Apenas recentemente os produtores começaram a descobrir sintetizadores modulares. "Você nunca irá comprar dois sintetizadores iguais porque as possibilidades do que fazer com ele são infinitas", o afiliado da R&S, Blawan, disse à revista Resident Advisor. Em parceria com o produtor Pariah, da Hessle Audio, formam o duo Karenn, e tocam sets de hardware improvisados com pegadas techno usando um equipamento que conta com modulares e um 909. E eles não são os únicos: Legowelt, Patricia, o dono da Hemlock, Untold, Simian Mobile Disco e Luke Abott tem se aventurado com os novos modulares.
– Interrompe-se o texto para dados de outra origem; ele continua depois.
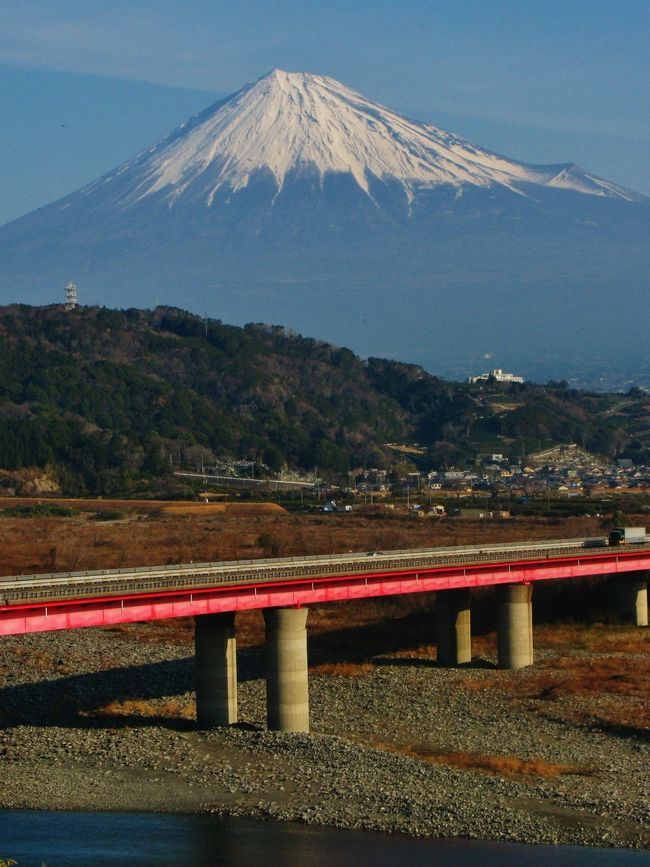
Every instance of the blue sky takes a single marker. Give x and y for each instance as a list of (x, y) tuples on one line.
[(86, 84)]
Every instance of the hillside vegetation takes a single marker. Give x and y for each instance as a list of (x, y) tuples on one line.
[(106, 401)]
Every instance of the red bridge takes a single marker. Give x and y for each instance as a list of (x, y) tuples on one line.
[(213, 592)]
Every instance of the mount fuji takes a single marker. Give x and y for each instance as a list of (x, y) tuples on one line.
[(298, 201)]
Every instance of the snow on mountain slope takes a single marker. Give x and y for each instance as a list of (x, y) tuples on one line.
[(286, 122)]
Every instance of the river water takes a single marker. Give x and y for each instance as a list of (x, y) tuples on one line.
[(89, 839)]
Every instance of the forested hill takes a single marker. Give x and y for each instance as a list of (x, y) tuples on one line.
[(103, 398)]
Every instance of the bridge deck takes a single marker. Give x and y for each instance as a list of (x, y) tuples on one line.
[(69, 600)]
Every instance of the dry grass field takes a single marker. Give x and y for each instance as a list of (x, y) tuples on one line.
[(586, 672)]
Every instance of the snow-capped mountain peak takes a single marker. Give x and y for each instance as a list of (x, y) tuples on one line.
[(286, 122)]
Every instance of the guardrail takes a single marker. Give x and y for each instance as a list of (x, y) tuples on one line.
[(21, 589)]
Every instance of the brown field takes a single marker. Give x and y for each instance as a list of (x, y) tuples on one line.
[(589, 672), (505, 766)]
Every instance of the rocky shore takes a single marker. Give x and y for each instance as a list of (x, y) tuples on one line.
[(380, 756)]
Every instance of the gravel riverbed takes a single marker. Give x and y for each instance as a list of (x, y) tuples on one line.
[(367, 763)]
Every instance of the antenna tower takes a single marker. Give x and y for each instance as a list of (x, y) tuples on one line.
[(71, 296)]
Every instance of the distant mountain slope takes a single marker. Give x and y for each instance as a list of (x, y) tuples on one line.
[(106, 399), (299, 201)]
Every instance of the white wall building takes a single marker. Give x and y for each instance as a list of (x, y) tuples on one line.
[(497, 374)]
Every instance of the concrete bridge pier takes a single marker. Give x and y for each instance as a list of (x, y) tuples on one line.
[(216, 670), (632, 599), (514, 625), (453, 627), (287, 688)]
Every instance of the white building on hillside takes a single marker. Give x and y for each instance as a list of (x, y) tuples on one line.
[(498, 375)]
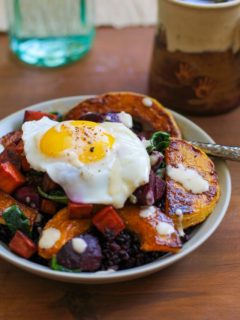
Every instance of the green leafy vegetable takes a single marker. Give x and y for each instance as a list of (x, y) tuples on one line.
[(16, 220), (159, 141), (57, 196), (55, 266)]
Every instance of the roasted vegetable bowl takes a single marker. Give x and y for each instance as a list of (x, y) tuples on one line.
[(92, 190)]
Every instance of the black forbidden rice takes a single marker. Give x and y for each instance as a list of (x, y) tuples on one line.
[(124, 251)]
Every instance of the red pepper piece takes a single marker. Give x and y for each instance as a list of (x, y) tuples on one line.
[(24, 164), (48, 184), (31, 115), (22, 245), (48, 206), (10, 177), (19, 147), (79, 210), (107, 220)]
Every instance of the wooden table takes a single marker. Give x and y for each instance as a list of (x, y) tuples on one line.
[(204, 285)]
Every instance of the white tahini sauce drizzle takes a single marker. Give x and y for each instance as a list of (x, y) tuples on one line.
[(126, 119), (1, 148), (147, 212), (179, 214), (106, 271), (164, 228), (189, 178), (146, 142), (79, 245), (133, 199), (147, 102), (49, 237)]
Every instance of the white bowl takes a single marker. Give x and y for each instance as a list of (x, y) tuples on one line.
[(200, 234)]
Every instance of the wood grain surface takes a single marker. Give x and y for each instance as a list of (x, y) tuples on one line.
[(204, 285)]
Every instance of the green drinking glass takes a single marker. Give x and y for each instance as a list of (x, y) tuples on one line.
[(50, 33)]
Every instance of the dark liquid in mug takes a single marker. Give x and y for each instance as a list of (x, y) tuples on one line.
[(196, 83)]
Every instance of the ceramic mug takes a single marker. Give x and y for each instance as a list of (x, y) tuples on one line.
[(196, 58)]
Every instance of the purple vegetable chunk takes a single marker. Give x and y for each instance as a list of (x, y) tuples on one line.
[(89, 260), (159, 188), (28, 196)]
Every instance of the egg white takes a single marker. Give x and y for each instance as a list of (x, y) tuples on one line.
[(110, 180)]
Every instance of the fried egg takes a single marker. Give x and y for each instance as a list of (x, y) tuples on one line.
[(100, 163)]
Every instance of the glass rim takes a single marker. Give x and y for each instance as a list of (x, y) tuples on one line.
[(201, 5)]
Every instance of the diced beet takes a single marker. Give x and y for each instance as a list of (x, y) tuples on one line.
[(31, 115), (25, 166), (79, 210), (10, 155), (10, 177), (29, 196), (107, 220), (22, 245), (89, 260), (93, 116), (151, 192), (48, 184), (48, 206), (19, 147)]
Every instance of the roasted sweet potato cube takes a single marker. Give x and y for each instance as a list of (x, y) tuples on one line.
[(149, 229), (79, 210), (139, 106), (11, 178), (107, 220), (194, 207), (48, 206), (7, 201)]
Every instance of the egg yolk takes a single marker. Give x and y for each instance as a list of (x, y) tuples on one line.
[(85, 138)]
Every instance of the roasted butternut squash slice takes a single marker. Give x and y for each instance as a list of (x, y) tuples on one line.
[(65, 229), (193, 207), (149, 229), (142, 107), (7, 201)]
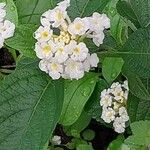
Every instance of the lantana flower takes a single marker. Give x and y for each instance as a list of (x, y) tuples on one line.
[(7, 28), (113, 102), (60, 42)]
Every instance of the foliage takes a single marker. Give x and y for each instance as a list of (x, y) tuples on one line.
[(32, 104)]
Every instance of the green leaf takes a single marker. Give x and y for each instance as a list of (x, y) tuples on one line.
[(111, 68), (136, 85), (30, 11), (30, 106), (136, 52), (75, 129), (124, 9), (12, 14), (75, 142), (11, 11), (142, 11), (77, 93), (116, 144), (136, 11), (85, 8), (93, 105), (141, 134), (118, 26), (88, 135), (23, 40), (138, 109)]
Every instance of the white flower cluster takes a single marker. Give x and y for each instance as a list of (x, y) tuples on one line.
[(7, 28), (56, 140), (60, 43), (113, 102)]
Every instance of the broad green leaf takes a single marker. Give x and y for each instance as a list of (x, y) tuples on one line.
[(118, 26), (30, 106), (116, 144), (108, 44), (124, 9), (23, 40), (142, 10), (93, 105), (111, 68), (136, 52), (88, 135), (75, 129), (30, 10), (75, 142), (138, 109), (12, 14), (141, 134), (77, 93), (136, 85), (137, 11), (11, 11), (85, 8)]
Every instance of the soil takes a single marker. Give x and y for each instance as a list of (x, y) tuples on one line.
[(104, 136)]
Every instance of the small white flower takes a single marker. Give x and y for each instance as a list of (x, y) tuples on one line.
[(108, 115), (79, 51), (43, 65), (1, 42), (43, 34), (2, 11), (7, 29), (56, 140), (45, 50), (106, 101), (123, 114), (45, 21), (94, 60), (114, 85), (57, 16), (61, 53), (79, 26), (125, 85), (74, 69), (64, 4), (55, 69), (99, 22), (119, 125), (98, 38)]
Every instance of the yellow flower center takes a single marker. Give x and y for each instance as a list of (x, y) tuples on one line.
[(60, 50), (59, 15), (47, 49), (109, 114), (45, 34), (54, 66), (64, 37), (76, 50), (78, 26)]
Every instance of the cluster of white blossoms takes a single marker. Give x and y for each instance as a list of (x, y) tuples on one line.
[(7, 28), (113, 102), (60, 42)]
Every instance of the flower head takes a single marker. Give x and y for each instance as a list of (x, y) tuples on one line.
[(114, 99), (60, 43)]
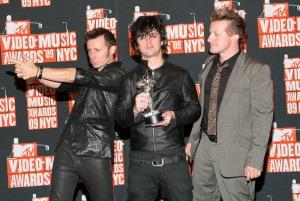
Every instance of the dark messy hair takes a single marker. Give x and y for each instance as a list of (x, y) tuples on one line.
[(109, 38), (144, 25), (237, 25)]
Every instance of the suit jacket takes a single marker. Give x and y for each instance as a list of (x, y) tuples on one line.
[(244, 118)]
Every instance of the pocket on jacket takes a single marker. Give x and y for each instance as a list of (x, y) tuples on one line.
[(244, 141), (98, 123)]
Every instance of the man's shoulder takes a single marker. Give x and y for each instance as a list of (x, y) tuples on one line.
[(249, 59)]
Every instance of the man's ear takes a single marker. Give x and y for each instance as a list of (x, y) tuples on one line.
[(112, 49), (235, 37)]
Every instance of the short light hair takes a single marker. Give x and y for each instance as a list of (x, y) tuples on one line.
[(237, 25)]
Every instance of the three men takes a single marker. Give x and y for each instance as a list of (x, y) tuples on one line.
[(157, 157), (85, 147), (234, 126)]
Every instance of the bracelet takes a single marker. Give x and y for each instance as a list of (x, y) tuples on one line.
[(37, 71), (41, 72)]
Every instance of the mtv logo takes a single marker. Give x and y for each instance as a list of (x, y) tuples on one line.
[(139, 14), (18, 27), (221, 4), (276, 10), (284, 135), (24, 150), (95, 13), (292, 63)]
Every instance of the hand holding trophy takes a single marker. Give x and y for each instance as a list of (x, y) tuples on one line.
[(151, 116)]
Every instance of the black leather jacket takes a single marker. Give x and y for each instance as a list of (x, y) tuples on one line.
[(90, 127), (174, 91)]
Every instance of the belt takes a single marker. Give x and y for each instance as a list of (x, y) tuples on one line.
[(162, 161), (212, 138)]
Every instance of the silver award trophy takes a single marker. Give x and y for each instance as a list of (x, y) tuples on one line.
[(147, 83)]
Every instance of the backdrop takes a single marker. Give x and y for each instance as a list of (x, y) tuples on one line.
[(51, 33)]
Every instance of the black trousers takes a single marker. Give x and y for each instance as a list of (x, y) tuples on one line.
[(68, 168), (145, 180)]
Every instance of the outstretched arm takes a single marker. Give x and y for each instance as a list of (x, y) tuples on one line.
[(27, 69)]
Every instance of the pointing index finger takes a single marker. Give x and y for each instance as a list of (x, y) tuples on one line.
[(14, 61)]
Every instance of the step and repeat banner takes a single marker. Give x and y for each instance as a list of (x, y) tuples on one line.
[(51, 33)]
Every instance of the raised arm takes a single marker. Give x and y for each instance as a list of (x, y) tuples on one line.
[(27, 69)]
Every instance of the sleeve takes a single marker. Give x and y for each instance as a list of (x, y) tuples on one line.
[(107, 80), (125, 117), (66, 87), (261, 116), (190, 109)]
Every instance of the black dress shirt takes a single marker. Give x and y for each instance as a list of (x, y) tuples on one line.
[(225, 74)]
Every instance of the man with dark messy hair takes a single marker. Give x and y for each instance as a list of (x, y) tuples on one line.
[(85, 148), (157, 156), (228, 143), (142, 28)]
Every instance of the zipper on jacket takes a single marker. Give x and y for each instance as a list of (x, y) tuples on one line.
[(154, 141)]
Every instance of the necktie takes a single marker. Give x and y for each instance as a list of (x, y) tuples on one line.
[(212, 110)]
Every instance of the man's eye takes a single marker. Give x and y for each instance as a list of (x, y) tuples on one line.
[(153, 35)]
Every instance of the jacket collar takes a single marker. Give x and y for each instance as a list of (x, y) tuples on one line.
[(117, 64), (144, 65)]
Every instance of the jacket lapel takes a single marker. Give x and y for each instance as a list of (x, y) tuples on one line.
[(202, 78), (233, 79)]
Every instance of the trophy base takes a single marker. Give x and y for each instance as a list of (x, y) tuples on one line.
[(153, 119)]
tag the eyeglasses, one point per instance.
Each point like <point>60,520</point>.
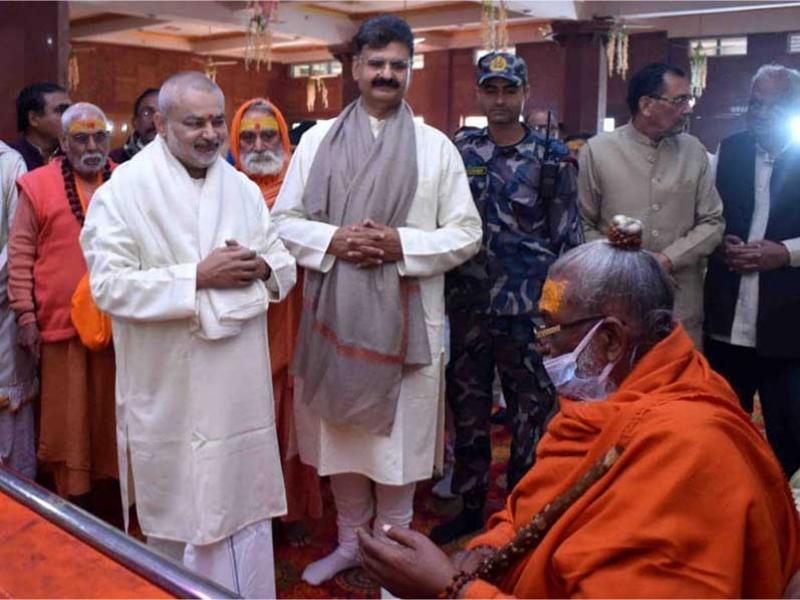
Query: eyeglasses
<point>99,137</point>
<point>379,64</point>
<point>679,101</point>
<point>543,331</point>
<point>250,137</point>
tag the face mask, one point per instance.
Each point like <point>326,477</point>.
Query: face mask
<point>562,371</point>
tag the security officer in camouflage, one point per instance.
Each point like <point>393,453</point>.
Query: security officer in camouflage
<point>492,299</point>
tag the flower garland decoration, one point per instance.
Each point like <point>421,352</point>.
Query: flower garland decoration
<point>699,70</point>
<point>494,24</point>
<point>617,52</point>
<point>258,39</point>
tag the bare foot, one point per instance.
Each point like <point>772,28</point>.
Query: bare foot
<point>295,533</point>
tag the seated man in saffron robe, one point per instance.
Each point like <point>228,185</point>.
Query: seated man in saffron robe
<point>650,482</point>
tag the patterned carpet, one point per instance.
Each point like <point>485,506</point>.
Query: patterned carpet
<point>428,511</point>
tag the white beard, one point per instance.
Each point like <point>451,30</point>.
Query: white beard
<point>266,163</point>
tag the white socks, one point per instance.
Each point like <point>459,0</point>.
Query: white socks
<point>326,568</point>
<point>355,509</point>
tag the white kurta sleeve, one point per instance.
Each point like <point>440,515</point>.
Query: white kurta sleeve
<point>12,167</point>
<point>458,234</point>
<point>307,240</point>
<point>119,285</point>
<point>277,257</point>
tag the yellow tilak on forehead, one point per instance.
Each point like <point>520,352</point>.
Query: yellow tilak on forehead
<point>259,123</point>
<point>552,296</point>
<point>87,126</point>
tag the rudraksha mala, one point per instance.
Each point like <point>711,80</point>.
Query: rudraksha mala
<point>70,187</point>
<point>494,566</point>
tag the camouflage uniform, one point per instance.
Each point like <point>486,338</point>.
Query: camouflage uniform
<point>492,301</point>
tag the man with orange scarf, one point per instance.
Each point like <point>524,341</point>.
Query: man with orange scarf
<point>651,481</point>
<point>261,149</point>
<point>77,439</point>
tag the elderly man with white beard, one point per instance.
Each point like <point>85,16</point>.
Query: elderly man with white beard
<point>261,149</point>
<point>183,257</point>
<point>76,430</point>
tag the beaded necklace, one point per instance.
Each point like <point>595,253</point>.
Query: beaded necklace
<point>499,561</point>
<point>77,202</point>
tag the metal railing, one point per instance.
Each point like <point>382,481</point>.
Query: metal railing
<point>125,550</point>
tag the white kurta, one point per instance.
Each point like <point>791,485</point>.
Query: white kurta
<point>196,414</point>
<point>443,230</point>
<point>18,382</point>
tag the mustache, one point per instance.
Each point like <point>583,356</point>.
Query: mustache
<point>91,156</point>
<point>381,82</point>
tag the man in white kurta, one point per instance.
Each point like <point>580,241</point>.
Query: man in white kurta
<point>442,230</point>
<point>183,257</point>
<point>18,382</point>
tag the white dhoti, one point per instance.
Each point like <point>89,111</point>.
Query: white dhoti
<point>243,562</point>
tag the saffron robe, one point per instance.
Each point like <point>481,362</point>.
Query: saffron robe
<point>696,506</point>
<point>303,493</point>
<point>443,230</point>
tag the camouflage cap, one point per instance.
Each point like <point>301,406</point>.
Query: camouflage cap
<point>504,65</point>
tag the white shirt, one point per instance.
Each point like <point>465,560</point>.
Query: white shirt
<point>743,330</point>
<point>443,230</point>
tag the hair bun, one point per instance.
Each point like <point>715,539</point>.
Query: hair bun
<point>625,233</point>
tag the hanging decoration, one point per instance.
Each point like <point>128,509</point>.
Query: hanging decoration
<point>617,52</point>
<point>494,24</point>
<point>699,70</point>
<point>73,71</point>
<point>258,40</point>
<point>316,86</point>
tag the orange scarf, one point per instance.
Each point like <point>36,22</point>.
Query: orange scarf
<point>696,506</point>
<point>270,184</point>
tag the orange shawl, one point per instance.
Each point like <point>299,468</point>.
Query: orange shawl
<point>284,318</point>
<point>696,506</point>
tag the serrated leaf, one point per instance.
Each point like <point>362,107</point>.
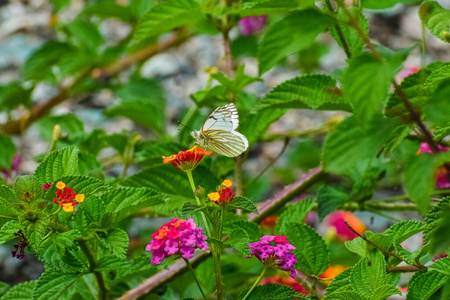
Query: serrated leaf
<point>272,291</point>
<point>340,283</point>
<point>256,124</point>
<point>21,291</point>
<point>419,177</point>
<point>7,198</point>
<point>170,180</point>
<point>116,241</point>
<point>424,284</point>
<point>280,40</point>
<point>8,229</point>
<point>367,99</point>
<point>330,199</point>
<point>57,249</point>
<point>252,229</point>
<point>369,274</point>
<point>59,163</point>
<point>239,240</point>
<point>165,16</point>
<point>349,33</point>
<point>349,144</point>
<point>312,252</point>
<point>52,284</point>
<point>403,230</point>
<point>318,92</point>
<point>244,204</point>
<point>294,214</point>
<point>435,18</point>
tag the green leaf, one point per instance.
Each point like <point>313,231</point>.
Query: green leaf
<point>404,230</point>
<point>7,199</point>
<point>165,16</point>
<point>435,110</point>
<point>256,124</point>
<point>330,199</point>
<point>59,163</point>
<point>340,283</point>
<point>51,285</point>
<point>349,33</point>
<point>21,291</point>
<point>239,240</point>
<point>8,229</point>
<point>143,101</point>
<point>318,92</point>
<point>367,99</point>
<point>39,65</point>
<point>269,7</point>
<point>294,214</point>
<point>280,40</point>
<point>312,253</point>
<point>170,180</point>
<point>441,265</point>
<point>348,144</point>
<point>243,203</point>
<point>424,284</point>
<point>381,4</point>
<point>369,274</point>
<point>419,177</point>
<point>272,291</point>
<point>116,241</point>
<point>435,18</point>
<point>8,152</point>
<point>57,249</point>
<point>70,125</point>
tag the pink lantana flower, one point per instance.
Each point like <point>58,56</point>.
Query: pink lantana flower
<point>252,24</point>
<point>441,174</point>
<point>176,237</point>
<point>275,251</point>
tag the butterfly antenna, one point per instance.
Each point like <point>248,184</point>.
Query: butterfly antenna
<point>185,126</point>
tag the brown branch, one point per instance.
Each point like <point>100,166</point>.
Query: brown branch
<point>42,109</point>
<point>270,207</point>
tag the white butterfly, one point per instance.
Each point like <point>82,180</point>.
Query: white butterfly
<point>218,132</point>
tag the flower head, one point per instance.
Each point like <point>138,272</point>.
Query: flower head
<point>252,24</point>
<point>176,237</point>
<point>275,251</point>
<point>47,186</point>
<point>224,195</point>
<point>186,160</point>
<point>288,281</point>
<point>23,242</point>
<point>66,197</point>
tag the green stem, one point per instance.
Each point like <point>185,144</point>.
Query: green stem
<point>195,277</point>
<point>256,283</point>
<point>191,181</point>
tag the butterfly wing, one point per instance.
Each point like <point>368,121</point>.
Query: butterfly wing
<point>227,143</point>
<point>222,118</point>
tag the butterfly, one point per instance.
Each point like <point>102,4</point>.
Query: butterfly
<point>218,132</point>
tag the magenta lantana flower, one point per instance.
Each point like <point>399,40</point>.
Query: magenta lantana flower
<point>252,24</point>
<point>275,251</point>
<point>176,237</point>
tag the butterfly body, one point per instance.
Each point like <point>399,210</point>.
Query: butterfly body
<point>219,134</point>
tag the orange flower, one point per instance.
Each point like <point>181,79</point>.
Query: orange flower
<point>332,272</point>
<point>186,160</point>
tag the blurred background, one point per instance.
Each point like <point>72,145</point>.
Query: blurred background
<point>105,88</point>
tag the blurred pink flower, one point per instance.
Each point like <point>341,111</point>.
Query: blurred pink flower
<point>252,24</point>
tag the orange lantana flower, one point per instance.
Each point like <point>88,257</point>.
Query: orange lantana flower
<point>186,160</point>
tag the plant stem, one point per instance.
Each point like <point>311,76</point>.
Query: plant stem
<point>191,181</point>
<point>256,283</point>
<point>195,277</point>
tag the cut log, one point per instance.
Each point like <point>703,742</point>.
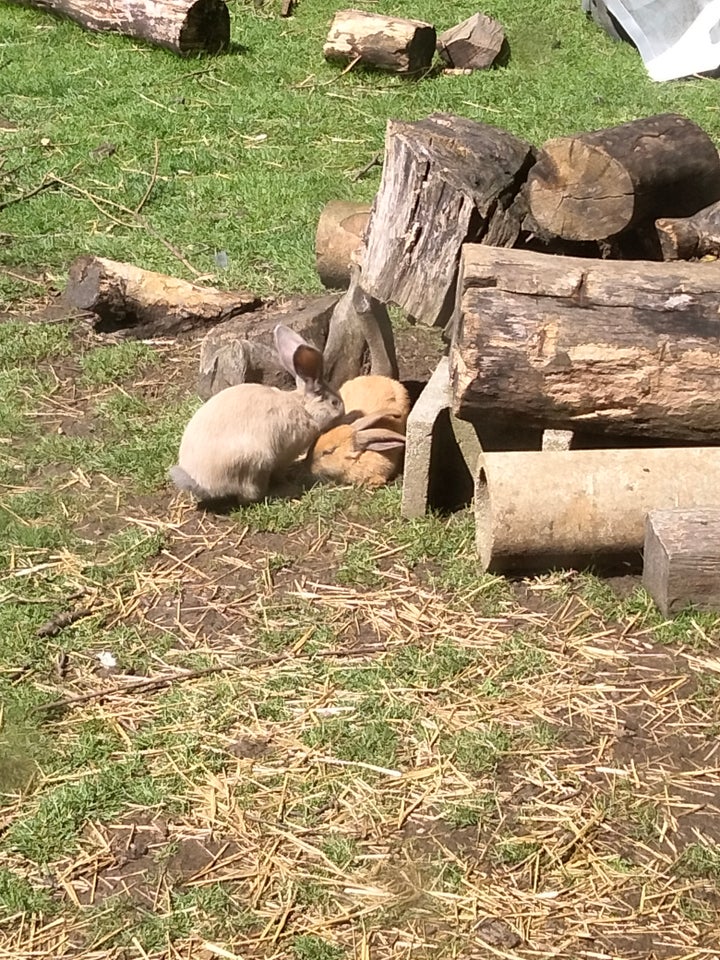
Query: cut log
<point>473,44</point>
<point>594,185</point>
<point>542,509</point>
<point>682,559</point>
<point>624,347</point>
<point>446,180</point>
<point>145,304</point>
<point>243,350</point>
<point>183,26</point>
<point>388,43</point>
<point>689,237</point>
<point>360,324</point>
<point>339,235</point>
Parte do problema, no entanto, é que eles podem se tornar obcecados, já que a atração por customização e atualização dos módulos individuais sempre prevaleceu na música. "Pode ser viciante… tipo fumar crack", alertou o fundador da Border Community Records, James Holden, na Attack Magazine. Estariam eles, então, apenas à procura de um hobby? "Eu acho que todo mundo que curte sintetizadores modulares é meio obsessivo", admite Amm, "mas não há apenas pervertidos por trás disso, definitivamente há espaço para modulares na música pop hoje em dia, e não era possível dizer o mesmo durante os anos 80".

Karenn fazendo a montagem ao vivo.

Depois que o software democratizou a produção de música nos anos 90, o retorno do hardware clássico parece ser um passo para trás, ao invés de uma evolução. O custo de uma réplica de sintetizadores como Moog e Art Odyssey estão fora do alcance de todos, com exceção dos produtores mais bem remunerados. Do mesmo modo, reinvenções de máquinas atemporais como a 909 não satisfazem os fetichistas e parece deixá-los desapontados quando olham para trás e veem a trajetória das atualizações. Para quem não pode desembolsar uma grana com novos equipamentos vintage, os modulares parecem ser o canal entre o passado e o futuro. Com uma cena faça-você-mesmo forte e preços mais acessíveis, há esperança de que eles se tornem o que o Raspberry Pi é para programação. Ao invés de mergulhar na nostalgia dos sons vintage, os modulares estão se abrindo a novos mundos para a exploração sonora. Talvez seja possível ensinar novos truques à uma máquina antiga.